西興部村は、北海道にある人口約1000人の小さな村です。
私たちRYUTistと西興部村さんの出会いは2015年。
事務所に届いた一通のお手紙からはじまりました。
今の時代にお手紙でのライブのオファーはなかなかアナログ。
新潟からは飛行機と車の移動で到着までに半日かかるその村へ期待と不安の両方を膨らませて向かったのを覚えています。
辿り着いた西興部村は、広大な自然に囲まれ、オレンジに統一された建物が並ぶ、不思議な世界でした。
村の方たちには十分過ぎるほどのおもてなしをしていただき、その美しさとあたたかさに私たちは一気に魅了されました。最近では移住者も増えてきているそうです。
昨年、RYUTistの“きっと、はじまりの季節”という曲を村の皆さんの演奏でコラボもさせていただきました。
完成した作品はYouTubeにアップされており、企画ウェブサイトもあるので、ぜひご覧になってみてください。
そんな西興部村の特産品には、鹿やヒグマのお肉があります。
鹿肉のローストにクマシチュー、最初は恐る恐るいただきましたが意外と美味しいです。今では西興部村に行く際の楽しみになっています。
さて今回は、クマ繋がりでこちらの本をご紹介したいと思います。
先日、本屋さんである本が目にとまりました。
米田一彦さんの「山でクマに会う方法」です。
クマは危険な動物として認識されているはずなのに、自ら会いに行っていいのか?というただの興味本位と、西興部村に行く前のタイミングで見つけたご縁を感じ、読んでみることにしました。
著者はクマ研究者でNPO法人日本ツキノワグマ研究所理事長の米田和彦さん。
米田さんの経験談とともに熊の生態を知れるので面白いです。
読んでいるうちにある体験を思い出しました。
私は、ボーイスカウトに数年だけ所属していたことがあります。
その日はキャンプで山に行きました。
当時小学2年生だった私は、まだ何もできず、ほとんどは遊ぶだけ。
焼いてもらったマシュマロを食べ、飯盒炊飯の様子を眺め、少しだけ手伝ったカレーを食べたりして楽しみました。
夜は女子、男子のグループに分かれて寝ることになっていたのですが、そのときは仲間の女の子がお休みで、一人で寝ることにしました。
大人の女性隊員さんが一緒に寝ようかと声をかけてくださったのを生意気にも断り、初めてのことに心躍らせました。
一人用のテントに入ってしばらく経っても、興奮して眠れない。
夜の静けさは、幼い私を恐怖へと誘っていきました。
昼間に聞いた〈クマは危険な生き物なんだよ、襲われたら終わり〉という情報が頭の中でぐるぐると駆け巡り、怖さがMAXになってついにテントを飛び出しました。

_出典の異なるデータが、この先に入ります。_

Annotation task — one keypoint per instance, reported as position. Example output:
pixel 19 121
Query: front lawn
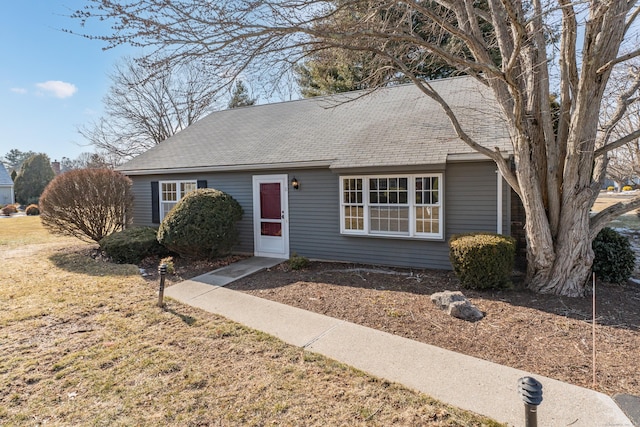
pixel 82 343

一緒に来ていた父の寝ているところまで一目散に走っていきました。手には鈴を持って。怖いのに暗闇は大丈夫なのかとつっこみたくなりますね。
米田さんの本によると、クマよけに完璧な方法はないけど、対策としてよく聞く鈴や死んだふりは効果があるそうです。
そして、〈クマの食事メニューに“人間”は入っていない〉ので、もし出会ってしまってもクマが人間を食べるために襲うことはごく少なく〈人間に対するクマの攻撃の強弱は、クマに対する人間の行いに影響される〉のだそう。
長い月日を経て、答え合わせ。
安全さでいえばテントの中でじっと待っていたほうがよかったかもしれないですね。
一人で寝れると強がった可愛い小学2年生のエピソードでした。